Most, if not all, advanced studies these days rely on engineering teams comprised of participants from different consulting firms or from different regional offices of the same company. This provides the opportunity to use specific expert consultants for different parts of the study, rather than simply pulling in a generalized team from a single firm. My recollection is that many years ago large consulting firms would offer to do the entire study in-house, however that has changed and the multi-company approach seems to be the norm. This is partly being driven by the clients who wish to maintain certain consultants that they are familiar with and may have existing relationships.
In some instances, larger firms will still make the argument they can take on more of the project scope themselves. However be careful in such offers because one can end up with less qualified teams seconded from their offices that are not busy. Possibly you won’t get the best team; you may simply get who is available.
In many joint company studies, few of the team members will have ever worked together before and so it’s a team building exercise right from the start. I have had both good and bad experiences with these types of engineering teams. Some of them work very well while others floundered. Even when using different offices of the same firm, things may not go as planned. Even those teams may not have worked together before.
To have a successful study team, in my experience the two key factors are; (1) the competency of the Study Manager; (2) the amount (and style) of team communication.
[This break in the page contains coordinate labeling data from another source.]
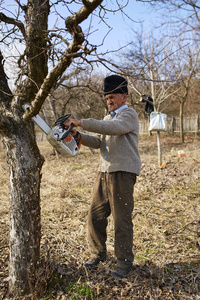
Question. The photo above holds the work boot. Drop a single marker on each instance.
(93, 262)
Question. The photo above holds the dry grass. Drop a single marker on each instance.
(166, 227)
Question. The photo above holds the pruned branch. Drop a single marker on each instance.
(12, 21)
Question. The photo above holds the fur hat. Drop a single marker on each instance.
(115, 84)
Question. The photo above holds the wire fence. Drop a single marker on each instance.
(190, 125)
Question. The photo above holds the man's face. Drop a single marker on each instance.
(115, 101)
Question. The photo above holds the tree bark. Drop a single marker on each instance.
(25, 163)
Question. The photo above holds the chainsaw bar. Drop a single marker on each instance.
(59, 137)
(39, 121)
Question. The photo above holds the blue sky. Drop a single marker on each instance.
(120, 25)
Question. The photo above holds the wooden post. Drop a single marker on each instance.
(159, 149)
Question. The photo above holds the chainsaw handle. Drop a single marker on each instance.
(67, 132)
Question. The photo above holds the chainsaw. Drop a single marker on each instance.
(58, 136)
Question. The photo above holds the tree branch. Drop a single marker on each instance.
(12, 21)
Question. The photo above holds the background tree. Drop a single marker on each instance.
(66, 46)
(151, 62)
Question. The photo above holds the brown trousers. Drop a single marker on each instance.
(112, 194)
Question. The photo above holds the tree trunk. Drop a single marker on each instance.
(181, 122)
(25, 163)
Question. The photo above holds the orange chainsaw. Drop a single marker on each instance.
(58, 136)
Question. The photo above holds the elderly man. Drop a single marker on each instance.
(117, 137)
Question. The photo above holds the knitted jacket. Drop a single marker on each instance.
(117, 139)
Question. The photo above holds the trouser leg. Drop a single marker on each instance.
(121, 187)
(97, 217)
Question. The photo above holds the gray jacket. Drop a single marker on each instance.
(117, 139)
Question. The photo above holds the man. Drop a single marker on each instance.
(117, 138)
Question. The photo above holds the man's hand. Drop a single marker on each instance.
(69, 121)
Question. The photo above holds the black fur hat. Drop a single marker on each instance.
(115, 84)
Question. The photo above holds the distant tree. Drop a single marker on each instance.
(150, 66)
(48, 52)
(188, 67)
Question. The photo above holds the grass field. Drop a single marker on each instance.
(166, 227)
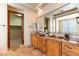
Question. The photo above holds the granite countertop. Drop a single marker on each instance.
(72, 41)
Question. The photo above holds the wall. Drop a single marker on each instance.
(29, 20)
(15, 20)
(3, 29)
(50, 7)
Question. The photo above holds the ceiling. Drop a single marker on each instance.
(34, 6)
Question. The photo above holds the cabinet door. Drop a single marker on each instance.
(34, 40)
(43, 45)
(39, 43)
(50, 50)
(57, 48)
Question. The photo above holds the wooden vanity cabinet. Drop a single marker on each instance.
(53, 47)
(41, 43)
(58, 48)
(70, 49)
(34, 40)
(50, 50)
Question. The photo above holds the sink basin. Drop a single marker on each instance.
(73, 41)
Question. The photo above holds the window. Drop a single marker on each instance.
(67, 24)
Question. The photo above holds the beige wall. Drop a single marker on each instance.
(3, 29)
(29, 19)
(50, 7)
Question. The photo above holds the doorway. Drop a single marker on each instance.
(15, 29)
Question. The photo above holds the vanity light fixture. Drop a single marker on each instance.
(19, 15)
(77, 20)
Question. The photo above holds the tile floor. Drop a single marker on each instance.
(23, 51)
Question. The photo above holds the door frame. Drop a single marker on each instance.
(8, 41)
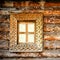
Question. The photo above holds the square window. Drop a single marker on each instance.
(31, 27)
(22, 27)
(31, 38)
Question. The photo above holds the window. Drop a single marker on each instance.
(26, 32)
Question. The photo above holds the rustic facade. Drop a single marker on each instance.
(51, 14)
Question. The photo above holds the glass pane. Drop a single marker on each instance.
(31, 27)
(31, 38)
(22, 27)
(22, 37)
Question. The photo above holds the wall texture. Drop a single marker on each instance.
(51, 12)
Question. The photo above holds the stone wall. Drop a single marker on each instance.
(51, 30)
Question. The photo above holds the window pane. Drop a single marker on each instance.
(31, 27)
(22, 27)
(22, 37)
(30, 37)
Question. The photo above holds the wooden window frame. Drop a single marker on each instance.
(26, 47)
(26, 31)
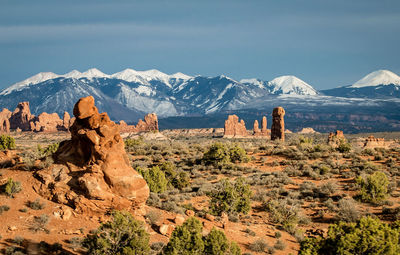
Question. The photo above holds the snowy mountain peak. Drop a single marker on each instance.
(73, 74)
(38, 78)
(380, 77)
(94, 73)
(289, 84)
(181, 76)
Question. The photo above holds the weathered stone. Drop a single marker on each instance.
(21, 117)
(278, 124)
(335, 139)
(97, 165)
(5, 115)
(234, 128)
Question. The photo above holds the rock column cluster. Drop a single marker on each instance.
(278, 124)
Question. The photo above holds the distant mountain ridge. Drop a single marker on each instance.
(129, 94)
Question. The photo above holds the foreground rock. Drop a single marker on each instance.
(92, 169)
(278, 124)
(234, 128)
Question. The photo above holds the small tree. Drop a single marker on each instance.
(7, 142)
(155, 178)
(375, 188)
(367, 236)
(186, 239)
(122, 235)
(230, 197)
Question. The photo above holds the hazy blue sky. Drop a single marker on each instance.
(325, 43)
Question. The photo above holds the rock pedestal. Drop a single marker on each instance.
(278, 124)
(234, 128)
(93, 165)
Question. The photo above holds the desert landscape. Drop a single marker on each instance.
(201, 191)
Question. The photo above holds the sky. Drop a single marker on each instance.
(325, 43)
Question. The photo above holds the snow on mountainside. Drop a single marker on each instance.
(380, 77)
(291, 85)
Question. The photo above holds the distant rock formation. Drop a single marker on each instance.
(92, 169)
(150, 123)
(372, 142)
(5, 115)
(335, 139)
(307, 131)
(264, 131)
(234, 128)
(21, 117)
(278, 124)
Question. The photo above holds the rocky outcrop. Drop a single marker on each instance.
(150, 123)
(21, 117)
(372, 142)
(307, 131)
(92, 169)
(234, 128)
(46, 122)
(264, 131)
(278, 124)
(5, 115)
(337, 138)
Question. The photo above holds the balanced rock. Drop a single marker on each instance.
(335, 139)
(21, 117)
(5, 115)
(234, 128)
(278, 124)
(93, 165)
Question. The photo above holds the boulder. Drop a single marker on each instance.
(278, 124)
(93, 166)
(21, 117)
(234, 128)
(5, 115)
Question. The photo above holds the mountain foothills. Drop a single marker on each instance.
(183, 101)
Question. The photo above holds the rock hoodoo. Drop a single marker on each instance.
(93, 168)
(21, 117)
(335, 139)
(5, 114)
(234, 128)
(278, 124)
(150, 123)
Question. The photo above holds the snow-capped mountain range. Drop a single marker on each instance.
(129, 94)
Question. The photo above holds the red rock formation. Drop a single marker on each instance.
(234, 128)
(256, 129)
(372, 142)
(5, 115)
(46, 122)
(66, 121)
(21, 117)
(278, 124)
(92, 167)
(150, 123)
(335, 139)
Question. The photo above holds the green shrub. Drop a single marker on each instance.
(7, 142)
(230, 197)
(187, 240)
(47, 151)
(122, 235)
(155, 178)
(219, 154)
(367, 236)
(374, 189)
(12, 187)
(344, 147)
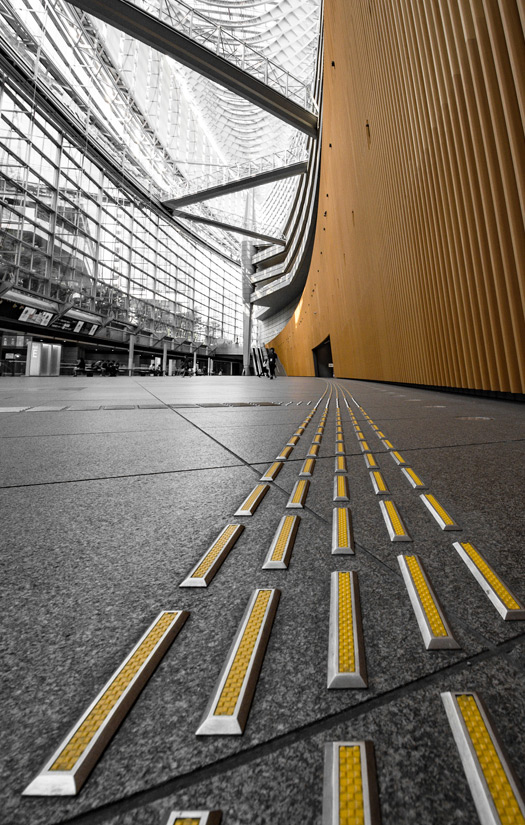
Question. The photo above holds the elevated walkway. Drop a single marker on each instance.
(113, 492)
(195, 41)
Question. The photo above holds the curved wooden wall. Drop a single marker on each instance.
(417, 273)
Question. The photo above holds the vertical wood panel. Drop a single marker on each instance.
(417, 268)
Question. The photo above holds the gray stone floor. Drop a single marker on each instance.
(111, 489)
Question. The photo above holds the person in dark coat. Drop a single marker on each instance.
(272, 360)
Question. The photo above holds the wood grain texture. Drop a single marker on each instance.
(417, 272)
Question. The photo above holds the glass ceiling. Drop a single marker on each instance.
(163, 123)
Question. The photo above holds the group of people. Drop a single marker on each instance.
(269, 363)
(97, 367)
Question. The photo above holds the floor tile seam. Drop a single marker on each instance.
(94, 433)
(215, 440)
(114, 478)
(452, 446)
(258, 751)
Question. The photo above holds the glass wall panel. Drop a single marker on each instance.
(70, 232)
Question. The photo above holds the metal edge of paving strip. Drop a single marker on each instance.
(340, 464)
(308, 467)
(391, 515)
(341, 492)
(489, 806)
(370, 461)
(378, 483)
(361, 791)
(298, 494)
(398, 458)
(413, 478)
(434, 629)
(218, 722)
(352, 646)
(278, 556)
(444, 519)
(490, 588)
(53, 781)
(204, 571)
(272, 472)
(252, 501)
(194, 818)
(342, 535)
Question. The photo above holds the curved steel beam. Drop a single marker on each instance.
(132, 20)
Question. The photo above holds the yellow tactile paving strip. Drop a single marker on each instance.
(399, 457)
(232, 687)
(343, 539)
(414, 477)
(341, 486)
(497, 585)
(78, 743)
(252, 498)
(381, 486)
(438, 508)
(309, 465)
(351, 802)
(397, 524)
(345, 625)
(297, 497)
(498, 784)
(429, 606)
(214, 551)
(284, 535)
(274, 470)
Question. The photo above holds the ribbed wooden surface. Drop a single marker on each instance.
(417, 273)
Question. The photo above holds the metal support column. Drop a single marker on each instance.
(247, 250)
(131, 353)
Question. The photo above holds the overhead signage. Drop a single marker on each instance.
(69, 324)
(35, 316)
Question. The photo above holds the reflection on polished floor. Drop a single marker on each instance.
(113, 490)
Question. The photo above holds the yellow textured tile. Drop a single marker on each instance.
(431, 611)
(234, 681)
(394, 518)
(414, 476)
(351, 803)
(213, 552)
(342, 530)
(379, 481)
(346, 625)
(439, 509)
(499, 786)
(76, 746)
(252, 497)
(284, 535)
(508, 600)
(297, 496)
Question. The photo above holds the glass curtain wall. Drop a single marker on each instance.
(70, 231)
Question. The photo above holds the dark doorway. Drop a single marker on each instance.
(323, 360)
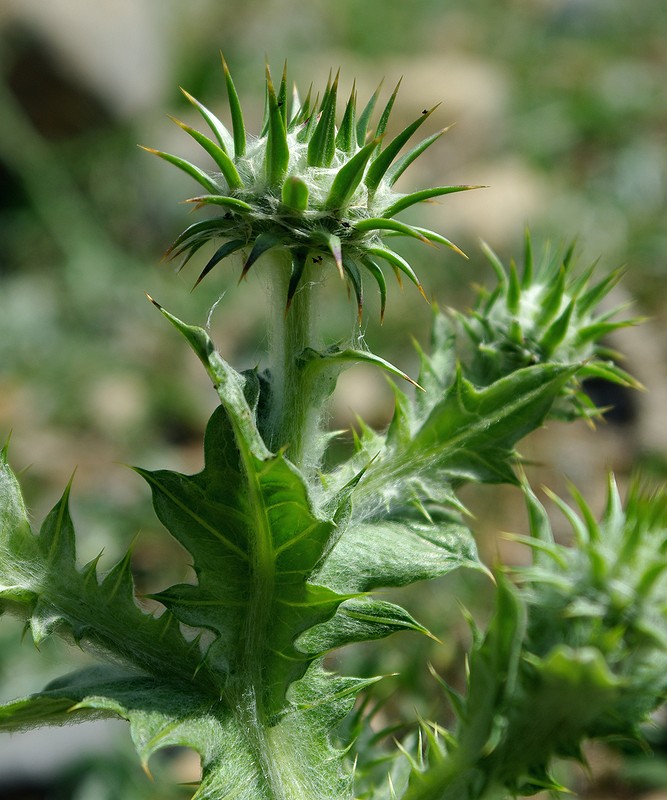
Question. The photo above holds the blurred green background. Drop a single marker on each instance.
(560, 108)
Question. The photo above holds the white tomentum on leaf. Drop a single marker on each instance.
(288, 550)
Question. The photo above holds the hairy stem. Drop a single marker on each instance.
(297, 397)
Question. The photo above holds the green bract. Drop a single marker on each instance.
(307, 186)
(289, 547)
(549, 313)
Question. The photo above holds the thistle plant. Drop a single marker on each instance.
(289, 550)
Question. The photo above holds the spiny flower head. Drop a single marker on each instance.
(601, 605)
(317, 190)
(546, 314)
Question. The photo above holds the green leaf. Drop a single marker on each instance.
(238, 126)
(299, 257)
(295, 193)
(398, 168)
(265, 241)
(322, 145)
(386, 113)
(198, 231)
(217, 154)
(359, 620)
(346, 140)
(377, 273)
(254, 540)
(219, 130)
(384, 160)
(382, 224)
(277, 149)
(398, 550)
(348, 178)
(323, 359)
(232, 203)
(396, 261)
(222, 252)
(366, 114)
(194, 172)
(39, 579)
(419, 197)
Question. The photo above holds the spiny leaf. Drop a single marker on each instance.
(219, 130)
(204, 226)
(238, 125)
(295, 193)
(419, 197)
(299, 257)
(350, 356)
(384, 160)
(352, 271)
(398, 168)
(366, 114)
(346, 140)
(383, 224)
(399, 262)
(322, 145)
(264, 242)
(195, 172)
(386, 113)
(222, 252)
(217, 154)
(232, 203)
(335, 247)
(349, 177)
(377, 273)
(277, 149)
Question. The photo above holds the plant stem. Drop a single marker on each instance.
(297, 397)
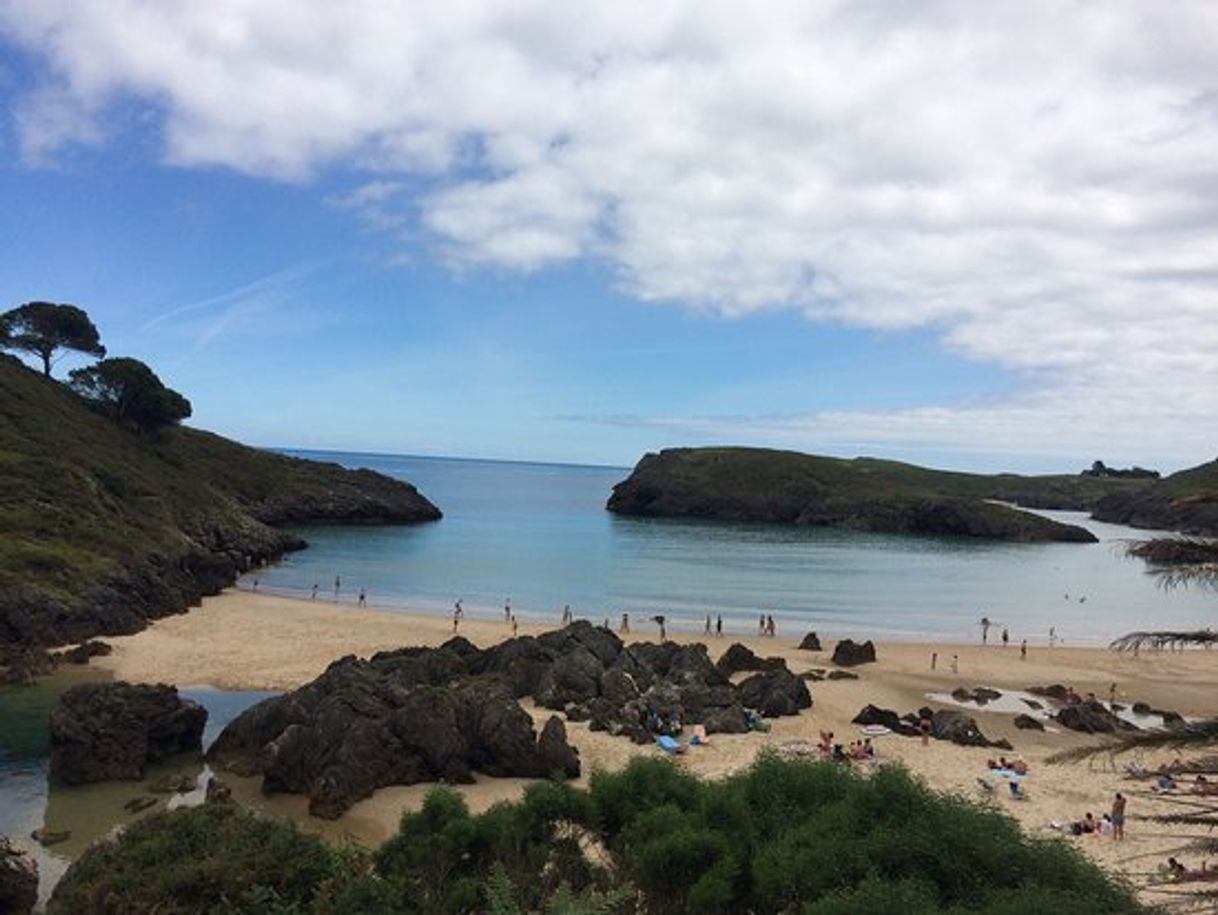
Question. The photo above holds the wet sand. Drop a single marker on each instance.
(256, 641)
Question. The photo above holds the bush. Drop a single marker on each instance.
(778, 837)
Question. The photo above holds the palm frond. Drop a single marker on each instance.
(1194, 734)
(1163, 639)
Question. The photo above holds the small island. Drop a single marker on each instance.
(742, 484)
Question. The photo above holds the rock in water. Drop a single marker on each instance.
(810, 643)
(18, 880)
(848, 653)
(101, 731)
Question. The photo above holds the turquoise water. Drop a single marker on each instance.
(540, 535)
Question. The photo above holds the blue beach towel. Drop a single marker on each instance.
(669, 745)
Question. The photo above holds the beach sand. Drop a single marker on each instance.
(242, 640)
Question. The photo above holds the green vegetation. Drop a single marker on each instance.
(780, 837)
(864, 494)
(43, 328)
(102, 529)
(130, 394)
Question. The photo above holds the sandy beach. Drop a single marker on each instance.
(242, 640)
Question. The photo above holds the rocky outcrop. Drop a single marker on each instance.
(102, 731)
(848, 653)
(810, 643)
(788, 487)
(1091, 717)
(431, 714)
(18, 880)
(1027, 723)
(887, 718)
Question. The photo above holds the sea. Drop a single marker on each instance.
(537, 537)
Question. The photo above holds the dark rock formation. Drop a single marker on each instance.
(102, 731)
(775, 693)
(218, 792)
(1091, 718)
(85, 652)
(889, 719)
(364, 725)
(841, 675)
(848, 653)
(982, 695)
(1027, 723)
(957, 727)
(787, 487)
(18, 880)
(1056, 691)
(739, 657)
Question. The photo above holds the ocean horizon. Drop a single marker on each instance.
(536, 536)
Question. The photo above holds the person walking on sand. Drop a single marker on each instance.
(1118, 816)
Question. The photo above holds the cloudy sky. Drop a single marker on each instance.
(976, 235)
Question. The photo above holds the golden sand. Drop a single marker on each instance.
(256, 641)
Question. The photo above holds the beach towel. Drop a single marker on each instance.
(669, 745)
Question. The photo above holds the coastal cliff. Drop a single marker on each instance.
(1185, 502)
(864, 494)
(105, 529)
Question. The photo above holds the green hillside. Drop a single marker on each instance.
(864, 494)
(1185, 501)
(102, 529)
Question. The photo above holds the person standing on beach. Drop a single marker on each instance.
(1118, 816)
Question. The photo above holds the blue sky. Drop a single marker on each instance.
(584, 255)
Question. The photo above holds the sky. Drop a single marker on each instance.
(970, 235)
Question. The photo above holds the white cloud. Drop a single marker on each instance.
(1037, 179)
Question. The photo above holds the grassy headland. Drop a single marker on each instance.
(862, 494)
(102, 529)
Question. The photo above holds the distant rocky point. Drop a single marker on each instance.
(864, 494)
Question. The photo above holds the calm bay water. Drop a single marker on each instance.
(540, 535)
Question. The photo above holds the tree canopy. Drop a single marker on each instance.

The Study Manager is vital to keeping everyone working on the same page and making sure timelines are met. (I have another article on the Study Manager role). A single team member delaying their deliverables can then delay others on the team. Some consultants have multiple projects underway at the same time. Unexpected delays in one study may cause them shift onto their other study and it sometimes is difficult to bring the team back onto your project at a moment’s notice.
The Study Manager must also ensure that everyone understands what their deliverables are. Generally this is done using a “Responsibility Matrix”, but these can sometimes be too general. Where cost estimation is involved, the Responsibility Matrix should be supported by a Work Breakdown Structure (“WBS”) where the costing responsibilities are assigned. Given that contentious parts of many studies are the capital and operating cost estimates, I personally view the WBS equally as important as the Responsibility Matrix. (I have another article on the WBS topic).
Team communication is vital and there are different ways to do this. Weekly or bi-weekly conference calls work well but these need to be carefully managed. With a large team on a conference call, there is a fine line between getting into too much technical detail on certain topics versus not enough detail or members won’t understand the nuances of the project.
On some studies I have seen a weekly call restricted to one-hour long and then everyone escapes until next week’s call. At the end of such conference calls, one has a feeling of it being incomplete. Perhaps people were not clear on something but hesitated to ask become the one-hour time is up. In such cases it is important for the relevant parties to continue on or have a separate call.
Make it apparent to everyone that they should speak up if something is not clear to them, regardless of the time remaining.